Women's Network inducts three into hall of fame
Donna Dummer clearly sees the path that led her from Brownie Scout leader to Red Wing mayor.
"I can do that," she recalls thinking when asked to lead second-grade girls.
She said something similar again and again as she served in various capacities in the schools, at Minnesota Correctional Facility-Red Wing, as a court-assigned guardian ad litem, on the Goodhue Welfare Board and more.
"Your own self-esteem builds," said Dummer, who served 2005-2008 as the city's second woman mayor. "What you do in the past leads you to your future."
She, Anne Jacobson and Jane Donkers were inducted Wednesday into the Red Wing Women's Hall of Fame. Women's Network sponsors the event.
Jacobson has worked at the Republican Eagle for 20 years, starting as a reporter and becoming editor seven years ago. She's served on the First Lutheran Church Council and Goodhue County AIDS Network, among others, including Red Cottage Montessori.
One of her passions, she said, is serving on Red Wing Community Education Advisory Council.
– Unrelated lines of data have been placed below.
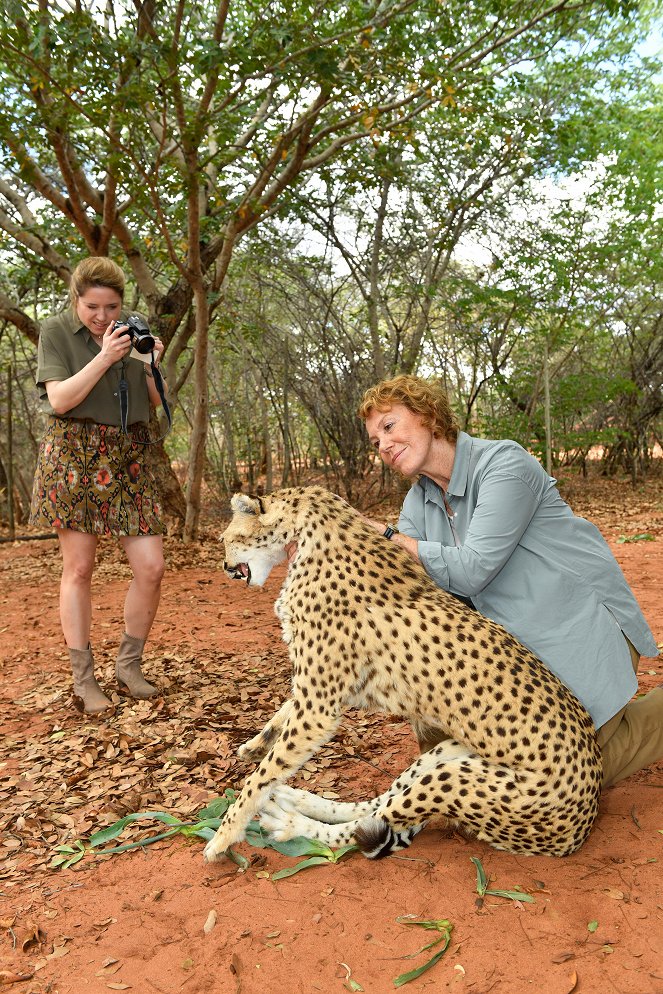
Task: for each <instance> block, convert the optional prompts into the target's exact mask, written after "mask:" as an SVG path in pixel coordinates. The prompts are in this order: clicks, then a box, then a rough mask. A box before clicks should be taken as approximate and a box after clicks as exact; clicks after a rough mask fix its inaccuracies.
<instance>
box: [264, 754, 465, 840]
mask: <svg viewBox="0 0 663 994" xmlns="http://www.w3.org/2000/svg"><path fill="white" fill-rule="evenodd" d="M469 754H470V753H469V750H468V749H467V748H466V746H463V745H461V744H460V743H459V742H455V741H453V740H452V739H447V740H445V741H444V742H442V743H440V744H439V745H438V746H436V747H435V748H434V749H431V751H430V752H427V753H424V754H423V755H422V756H420V757H419V758H418V759H417V760H415V762H414V763H413V764H412V765H411V766H410V767H408V769H407V770H405V771H404V772H403V773H402V774H401V775H400V776H399V777H398V778H397V779H396V780H395V781H394V782H393V783H392V784H391V786H390V787H389V789H388V790H386V791H385V792H384V794H381V795H380V796H379V797H376V798H373V800H369V801H362V802H359V803H351V802H343V801H332V800H329V799H328V798H324V797H320V796H319V795H318V794H313V793H311V791H308V790H299V789H298V788H296V787H289V786H287V785H286V784H277V785H276V786H275V787H274V788H273V789H272V792H271V794H270V798H269V800H268V801H267V802H266V803H264V804H263V805H262V808H261V811H260V822H261V825H262V827H263V828H264V829H265V831H267V832H269V833H270V834H271V835H272V836H273V837H274V838H275V839H277V840H278V841H280V842H283V841H285V840H287V839H292V838H295V837H297V836H304V837H305V838H309V839H317V840H318V841H319V842H323V843H325V844H326V845H328V846H343V845H347V844H348V843H350V842H352V841H353V840H354V836H355V833H356V832H357V831H360V832H362V833H363V836H367V833H368V832H369V826H371V825H374V824H375V822H374V819H373V818H371V815H373V814H374V813H375V812H376V811H377V810H378V808H380V807H381V806H382V805H383V804H385V803H386V802H387V801H388V800H389V799H390V798H392V797H397V796H398V795H400V794H401V793H402V791H403V790H405V789H406V788H407V787H409V786H410V785H412V784H414V783H416V781H417V780H419V778H420V777H422V776H424V775H425V774H426V773H427V772H428V771H429V770H432V769H434V768H435V767H437V766H438V764H439V763H440V762H444V761H446V762H448V761H453V760H456V761H458V760H462V759H464V758H466V757H467V756H468V755H469ZM380 824H383V822H382V820H380ZM424 824H425V821H422V824H418V825H408V826H406V827H403V828H400V827H395V826H391V827H388V829H383V832H384V831H385V830H387V838H386V839H385V840H383V841H382V842H381V844H380V845H379V847H376V845H373V844H372V843H371V844H369V851H367V852H366V855H367V856H368V858H369V859H377V858H379V857H380V856H381V855H386V854H387V852H394V851H397V850H398V849H404V848H406V847H407V846H409V844H410V842H411V841H412V839H413V838H414V836H415V835H416V834H417V833H418V832H420V831H421V829H422V828H423V826H424ZM374 849H375V852H373V851H372V850H374Z"/></svg>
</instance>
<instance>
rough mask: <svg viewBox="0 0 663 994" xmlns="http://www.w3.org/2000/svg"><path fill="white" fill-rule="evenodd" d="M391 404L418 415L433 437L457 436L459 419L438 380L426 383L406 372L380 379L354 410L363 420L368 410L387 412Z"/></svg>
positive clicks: (426, 382)
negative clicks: (386, 377)
mask: <svg viewBox="0 0 663 994" xmlns="http://www.w3.org/2000/svg"><path fill="white" fill-rule="evenodd" d="M394 404H402V405H403V407H407V409H408V410H409V411H412V413H413V414H418V415H419V416H420V418H421V424H422V426H423V427H424V428H430V429H431V430H432V432H433V435H434V437H435V438H444V439H446V441H447V442H455V441H456V439H457V438H458V432H459V431H460V426H459V424H458V419H457V418H456V415H455V414H454V412H453V411H452V410H451V405H450V404H449V398H448V397H447V393H446V390H445V389H444V387H443V386H442V384H441V383H440V382H439V381H437V380H433V381H431V382H430V383H429V382H428V381H427V380H422V379H419V377H417V376H408V375H405V374H401V375H400V376H395V377H394V378H393V379H391V380H382V382H381V383H378V384H376V386H374V387H371V388H370V389H369V390H367V391H366V393H365V394H364V396H363V398H362V401H361V404H360V405H359V409H358V411H357V413H358V415H359V417H360V418H361V419H362V420H363V421H365V420H366V418H367V417H368V416H369V414H370V413H371V411H388V410H390V409H391V408H392V407H393V406H394Z"/></svg>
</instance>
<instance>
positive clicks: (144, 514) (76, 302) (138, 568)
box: [30, 257, 164, 714]
mask: <svg viewBox="0 0 663 994" xmlns="http://www.w3.org/2000/svg"><path fill="white" fill-rule="evenodd" d="M124 287H125V280H124V274H123V272H122V270H121V269H120V267H119V266H117V265H116V264H115V263H114V262H112V261H111V260H110V259H106V258H101V257H92V258H89V259H85V260H83V261H82V262H81V263H79V265H78V266H77V267H76V269H75V270H74V272H73V274H72V278H71V285H70V299H71V308H70V309H69V310H67V311H65V312H63V313H61V314H58V315H56V316H55V317H52V318H49V319H48V320H47V321H45V322H44V323H43V325H42V327H41V334H40V337H39V349H38V359H37V386H38V389H39V393H40V398H41V402H42V410H43V411H45V413H47V414H48V415H49V418H48V424H47V427H46V431H45V434H44V437H43V439H42V441H41V444H40V447H39V458H38V463H37V470H36V474H35V481H34V488H33V496H32V508H31V515H30V522H31V524H34V525H39V526H42V527H44V526H47V527H52V528H55V529H56V531H57V535H58V539H59V543H60V551H61V555H62V580H61V584H60V620H61V624H62V631H63V634H64V638H65V642H66V644H67V647H68V649H69V658H70V661H71V668H72V672H73V677H74V703H75V705H76V707H77V708H78V709H79V710H80V711H84V712H85V713H86V714H96V713H98V712H100V711H104V710H105V709H106V708H109V707H110V706H111V701H110V700H109V699H108V697H106V695H105V694H104V692H103V690H102V689H101V687H100V686H99V684H98V683H97V680H96V678H95V675H94V659H93V656H92V649H91V647H90V628H91V621H92V593H91V582H92V573H93V570H94V564H95V558H96V550H97V543H98V541H99V537H100V536H101V535H113V536H116V537H117V538H118V539H119V542H120V545H121V546H122V548H123V549H124V551H125V553H126V555H127V559H128V560H129V565H130V567H131V570H132V573H133V579H132V581H131V584H130V586H129V589H128V591H127V596H126V600H125V604H124V627H125V630H124V634H123V636H122V639H121V642H120V647H119V651H118V656H117V662H116V677H117V682H118V686H119V690H120V692H121V693H124V694H128V695H129V696H131V697H136V698H139V699H143V700H145V699H148V698H150V697H153V696H154V695H155V694H157V693H158V690H157V688H156V687H154V686H152V685H151V684H150V683H148V682H147V681H146V680H145V679H144V677H143V675H142V672H141V657H142V652H143V647H144V645H145V641H146V639H147V637H148V635H149V632H150V629H151V627H152V622H153V621H154V617H155V615H156V611H157V608H158V605H159V598H160V592H161V579H162V576H163V573H164V558H163V540H162V534H163V530H164V529H163V525H162V523H161V508H160V505H159V498H158V494H157V490H156V486H155V481H154V478H153V476H152V473H151V471H150V469H149V468H148V467H147V466H146V463H145V456H146V447H145V443H146V442H148V441H149V433H148V422H149V418H150V405H153V406H156V405H157V404H158V403H160V396H159V392H158V390H157V387H156V384H155V381H154V378H153V375H152V370H151V368H150V366H149V365H147V364H146V363H144V362H141V361H139V360H137V359H135V358H131V357H130V356H129V353H130V351H131V348H132V338H131V337H130V335H129V334H128V333H127V332H128V330H129V329H128V327H127V325H126V324H122V321H123V318H124V317H125V314H124V310H123V299H124ZM153 351H154V359H155V364H157V365H158V362H159V360H160V358H161V355H162V353H163V344H162V342H161V341H160V340H159V339H158V338H156V339H155V340H154V350H153ZM121 383H122V384H123V385H124V384H126V385H127V387H128V389H127V390H126V394H127V395H128V415H127V416H126V423H127V430H126V433H125V432H123V431H122V416H121V410H120V396H121V394H122V393H123V391H124V386H123V389H122V390H121V389H120V384H121Z"/></svg>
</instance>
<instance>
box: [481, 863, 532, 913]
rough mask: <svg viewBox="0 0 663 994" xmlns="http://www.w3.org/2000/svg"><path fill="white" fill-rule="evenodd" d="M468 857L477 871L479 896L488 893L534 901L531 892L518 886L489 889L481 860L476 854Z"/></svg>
mask: <svg viewBox="0 0 663 994" xmlns="http://www.w3.org/2000/svg"><path fill="white" fill-rule="evenodd" d="M470 859H471V860H472V862H473V863H474V865H475V867H476V871H477V894H478V895H479V897H486V896H487V895H490V896H491V897H504V898H507V900H510V901H524V902H525V903H526V904H534V903H535V902H534V898H533V897H532V895H531V894H526V893H525V892H524V891H521V890H520V889H519V888H515V889H514V890H489V889H488V884H489V882H490V881H489V880H488V877H487V876H486V872H485V870H484V868H483V866H482V863H481V860H480V859H478V858H477V857H476V856H470Z"/></svg>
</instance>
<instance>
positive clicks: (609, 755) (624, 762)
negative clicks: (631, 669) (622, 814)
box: [597, 639, 663, 790]
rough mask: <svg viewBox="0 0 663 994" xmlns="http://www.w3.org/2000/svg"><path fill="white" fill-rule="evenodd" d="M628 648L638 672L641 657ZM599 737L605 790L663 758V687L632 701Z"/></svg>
mask: <svg viewBox="0 0 663 994" xmlns="http://www.w3.org/2000/svg"><path fill="white" fill-rule="evenodd" d="M626 641H627V642H628V639H627V640H626ZM628 647H629V650H630V652H631V661H632V662H633V669H634V670H635V672H636V673H637V672H638V664H639V662H640V656H639V655H638V653H637V652H636V650H635V649H634V648H633V646H632V645H631V643H630V642H628ZM597 738H598V743H599V746H600V749H601V754H602V756H603V789H604V790H605V788H606V787H611V786H612V785H613V784H615V783H619V781H620V780H624V779H625V778H626V777H630V776H631V774H632V773H637V772H638V770H644V768H645V767H646V766H649V765H650V764H651V763H655V762H656V760H658V759H663V687H656V689H655V690H650V691H649V693H648V694H645V696H644V697H637V698H636V699H635V700H633V701H629V703H628V704H627V705H626V707H625V708H622V710H621V711H618V712H617V714H616V715H614V717H612V718H611V719H610V720H609V721H606V723H605V725H601V727H600V728H599V730H598V734H597Z"/></svg>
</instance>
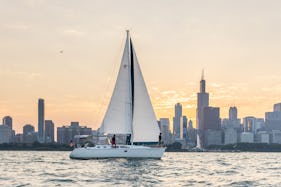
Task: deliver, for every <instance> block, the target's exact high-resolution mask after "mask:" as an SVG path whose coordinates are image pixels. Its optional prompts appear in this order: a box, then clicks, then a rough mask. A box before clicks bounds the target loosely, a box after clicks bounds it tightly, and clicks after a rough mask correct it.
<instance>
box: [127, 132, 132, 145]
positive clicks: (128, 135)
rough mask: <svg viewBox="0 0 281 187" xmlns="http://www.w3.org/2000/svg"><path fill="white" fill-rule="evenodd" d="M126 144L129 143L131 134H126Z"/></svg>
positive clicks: (130, 138)
mask: <svg viewBox="0 0 281 187" xmlns="http://www.w3.org/2000/svg"><path fill="white" fill-rule="evenodd" d="M126 145H131V134H128V135H127V138H126Z"/></svg>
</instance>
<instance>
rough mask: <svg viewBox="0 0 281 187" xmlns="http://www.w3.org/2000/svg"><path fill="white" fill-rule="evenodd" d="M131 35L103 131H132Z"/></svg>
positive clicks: (123, 133) (108, 107)
mask: <svg viewBox="0 0 281 187" xmlns="http://www.w3.org/2000/svg"><path fill="white" fill-rule="evenodd" d="M129 55H130V36H129V33H128V34H127V40H126V44H125V49H124V52H123V57H122V61H121V65H120V68H119V73H118V76H117V80H116V83H115V88H114V91H113V94H112V96H111V100H110V103H109V106H108V108H107V111H106V114H105V117H104V119H103V123H102V128H101V130H102V133H105V134H130V133H132V128H131V127H132V125H131V124H132V95H131V94H130V93H131V83H130V81H131V74H130V72H131V71H130V66H131V65H130V56H129Z"/></svg>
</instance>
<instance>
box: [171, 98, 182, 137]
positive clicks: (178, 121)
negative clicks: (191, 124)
mask: <svg viewBox="0 0 281 187" xmlns="http://www.w3.org/2000/svg"><path fill="white" fill-rule="evenodd" d="M173 132H174V133H173V134H174V136H175V138H182V134H183V118H182V105H181V104H180V103H177V104H176V105H175V116H174V118H173Z"/></svg>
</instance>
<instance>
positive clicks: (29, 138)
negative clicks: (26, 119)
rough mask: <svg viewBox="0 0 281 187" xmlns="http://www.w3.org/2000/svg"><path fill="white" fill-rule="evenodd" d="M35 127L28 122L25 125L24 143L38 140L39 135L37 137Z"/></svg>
mask: <svg viewBox="0 0 281 187" xmlns="http://www.w3.org/2000/svg"><path fill="white" fill-rule="evenodd" d="M35 134H36V133H35V132H34V127H33V126H32V125H30V124H26V125H25V126H23V142H24V143H33V142H35V141H37V137H35Z"/></svg>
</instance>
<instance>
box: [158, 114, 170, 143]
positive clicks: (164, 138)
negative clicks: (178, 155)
mask: <svg viewBox="0 0 281 187" xmlns="http://www.w3.org/2000/svg"><path fill="white" fill-rule="evenodd" d="M159 124H160V130H161V133H162V140H163V142H164V144H165V145H169V144H171V143H172V142H171V141H172V136H171V131H170V120H169V118H160V120H159Z"/></svg>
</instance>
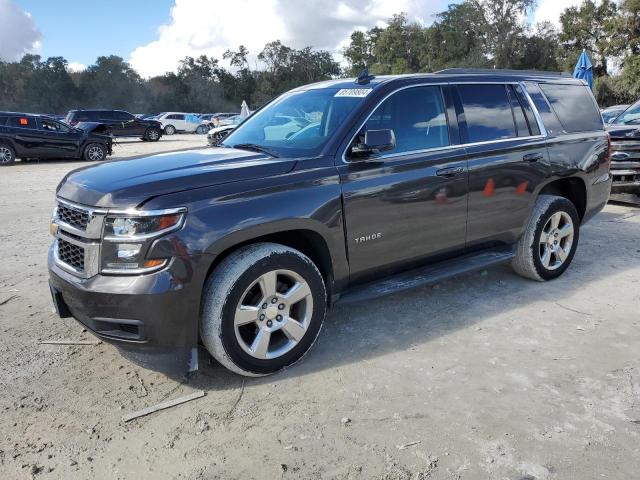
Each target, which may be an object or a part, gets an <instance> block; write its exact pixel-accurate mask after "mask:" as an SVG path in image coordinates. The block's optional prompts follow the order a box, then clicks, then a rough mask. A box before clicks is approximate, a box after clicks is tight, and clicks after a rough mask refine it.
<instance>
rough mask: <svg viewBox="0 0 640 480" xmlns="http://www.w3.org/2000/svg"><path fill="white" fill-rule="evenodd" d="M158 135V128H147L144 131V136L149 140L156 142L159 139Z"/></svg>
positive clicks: (147, 139)
mask: <svg viewBox="0 0 640 480" xmlns="http://www.w3.org/2000/svg"><path fill="white" fill-rule="evenodd" d="M174 131H175V130H174ZM160 136H161V135H160V130H158V129H157V128H154V127H150V128H147V131H146V132H144V138H145V140H147V141H149V142H157V141H158V140H160Z"/></svg>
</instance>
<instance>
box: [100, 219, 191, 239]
mask: <svg viewBox="0 0 640 480" xmlns="http://www.w3.org/2000/svg"><path fill="white" fill-rule="evenodd" d="M183 218H184V213H172V214H168V215H157V216H143V217H129V216H107V219H106V222H105V226H104V237H105V240H121V239H123V238H135V239H137V240H141V239H145V238H149V237H157V236H158V235H162V234H164V233H168V232H170V231H172V230H175V229H177V228H179V227H180V224H181V222H182V220H183Z"/></svg>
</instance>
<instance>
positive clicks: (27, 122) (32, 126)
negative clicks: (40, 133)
mask: <svg viewBox="0 0 640 480" xmlns="http://www.w3.org/2000/svg"><path fill="white" fill-rule="evenodd" d="M8 125H9V126H10V127H17V128H31V129H34V130H35V129H36V128H38V126H37V125H36V119H35V118H33V117H9V123H8Z"/></svg>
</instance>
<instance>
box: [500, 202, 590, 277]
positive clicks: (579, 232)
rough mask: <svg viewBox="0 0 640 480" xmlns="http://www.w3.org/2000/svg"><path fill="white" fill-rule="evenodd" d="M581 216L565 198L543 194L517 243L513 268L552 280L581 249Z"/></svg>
mask: <svg viewBox="0 0 640 480" xmlns="http://www.w3.org/2000/svg"><path fill="white" fill-rule="evenodd" d="M579 234H580V217H579V216H578V212H577V211H576V207H575V206H574V205H573V203H572V202H571V201H569V200H567V199H566V198H564V197H558V196H555V195H540V197H539V198H538V199H537V201H536V204H535V206H534V207H533V211H532V212H531V216H530V217H529V222H528V224H527V227H526V230H525V232H524V234H523V235H522V238H521V239H520V241H519V242H518V246H517V249H516V257H515V258H514V260H513V263H512V265H513V269H514V270H515V271H516V273H518V274H519V275H522V276H523V277H527V278H531V279H532V280H537V281H540V282H543V281H546V280H553V279H554V278H557V277H559V276H560V275H562V274H563V273H564V271H565V270H566V269H567V268H568V267H569V265H570V264H571V260H573V256H574V255H575V253H576V248H577V246H578V238H579Z"/></svg>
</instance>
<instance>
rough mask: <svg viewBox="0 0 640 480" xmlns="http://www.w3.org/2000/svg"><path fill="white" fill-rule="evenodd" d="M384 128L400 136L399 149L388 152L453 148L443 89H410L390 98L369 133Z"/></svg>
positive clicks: (395, 149) (396, 144)
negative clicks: (448, 146)
mask: <svg viewBox="0 0 640 480" xmlns="http://www.w3.org/2000/svg"><path fill="white" fill-rule="evenodd" d="M382 129H391V130H393V133H394V134H395V136H396V148H395V149H393V150H391V151H390V152H388V153H401V152H410V151H414V150H424V149H428V148H438V147H445V146H447V145H449V128H448V126H447V118H446V116H445V110H444V102H443V101H442V94H441V92H440V87H413V88H406V89H404V90H400V91H399V92H397V93H394V94H393V95H392V96H390V97H389V98H387V99H386V100H385V101H384V102H382V103H381V104H380V106H379V107H378V108H376V110H375V111H374V112H373V114H371V116H370V117H369V120H367V123H366V124H365V130H382ZM357 141H362V139H359V140H357Z"/></svg>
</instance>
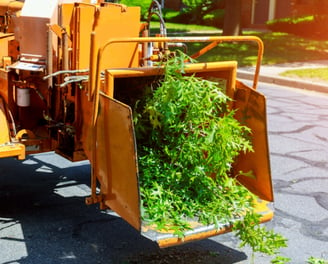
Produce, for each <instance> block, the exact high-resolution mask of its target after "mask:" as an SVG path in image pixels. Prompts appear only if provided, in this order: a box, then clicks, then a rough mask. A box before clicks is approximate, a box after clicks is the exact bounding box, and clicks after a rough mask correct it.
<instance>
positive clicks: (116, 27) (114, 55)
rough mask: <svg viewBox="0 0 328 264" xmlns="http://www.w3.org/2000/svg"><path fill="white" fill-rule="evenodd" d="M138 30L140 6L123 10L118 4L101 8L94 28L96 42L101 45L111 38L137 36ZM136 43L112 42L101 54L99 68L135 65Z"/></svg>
mask: <svg viewBox="0 0 328 264" xmlns="http://www.w3.org/2000/svg"><path fill="white" fill-rule="evenodd" d="M139 30H140V8H139V7H128V8H127V9H126V10H123V9H122V8H121V7H120V6H117V5H109V6H105V7H103V8H102V9H101V12H100V14H99V18H98V22H97V27H96V28H95V33H96V38H97V39H96V42H97V44H98V45H99V47H100V46H101V45H103V44H104V43H106V42H107V41H108V40H110V39H111V38H121V37H122V38H123V37H138V36H139ZM137 47H138V44H137V43H119V44H114V45H113V46H112V47H111V48H110V49H108V50H106V51H105V52H104V54H103V55H102V56H103V58H106V60H102V64H101V66H100V67H101V69H105V68H110V67H112V68H113V67H137V66H138V65H139V60H138V50H137Z"/></svg>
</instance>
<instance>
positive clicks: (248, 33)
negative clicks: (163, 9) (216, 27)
mask: <svg viewBox="0 0 328 264" xmlns="http://www.w3.org/2000/svg"><path fill="white" fill-rule="evenodd" d="M166 26H167V32H168V35H169V36H170V35H171V36H172V35H178V36H186V35H188V36H190V35H198V36H199V35H203V36H211V35H220V31H219V30H218V29H217V28H213V27H203V26H199V25H183V24H172V23H167V24H166ZM151 27H152V29H153V31H155V32H159V24H158V22H152V23H151ZM243 35H255V36H258V37H260V38H261V39H262V41H263V42H264V57H263V60H262V64H276V63H286V62H301V61H311V60H327V59H328V40H327V41H317V40H311V39H304V38H301V37H297V36H294V35H291V34H287V33H274V32H260V31H244V32H243ZM204 45H206V44H204V43H193V44H190V45H189V52H188V54H189V53H190V54H193V53H194V52H195V51H196V50H197V49H199V48H201V47H202V46H204ZM256 54H257V47H256V45H254V44H251V43H222V44H220V45H218V46H217V47H216V48H214V49H213V50H211V51H210V52H207V53H206V54H204V55H203V56H202V57H199V59H198V60H199V61H203V62H205V61H220V60H237V61H238V63H239V65H240V66H250V65H254V64H255V62H256Z"/></svg>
"The mission of lifelong learning fits in well with journalism and educating and informing readers," she said.
Presenters noted that Jacobson is the first female editor of the Red Wing Republican Eagle.
"The fact I don't define myself that way - and don't have to do so - is a testament to the women who paved the way here for me both here in Red Wing and around the world," she said after the meeting.
Donkers also represents a "first." She was the first woman director for Northwest/Norwest Bank, the predecessor to Wells Fargo in Red Wing. The board was looking for diversity at the time, so she joined a farmer and a host of businessmen.
"Here's my gold watch," she said, slipping it off her wrist and waving it to the delight of Women's Network.
She credited her parents with thinking and talking about education all the time - not just in the classroom but in everyday life. That drive led her to run for Red Wing School Board, serving three terms starting in 1974, and earlier completing bachelor's and master's degrees.
"Friends asked my parents, 'Why is Jane going to college? She graduated from high school. What more can she learn?'" said Donkers, eliciting gasps, hoots and rueful knowing smiles.
Her parents sent all five children to college, which was almost unheard of in the 1940s for farm families, she recalled. She chose Iowa State, and there her interest in civil involvement bloomed.
"My memorable moment was when I was student host to Eleanor Roosevelt for one day," Donkers said.
"The future belongs to those who believe in the sweetness of dreams," Donkers said, quoting Roosevelt. "I've had a lot of dreams here in Red Wing."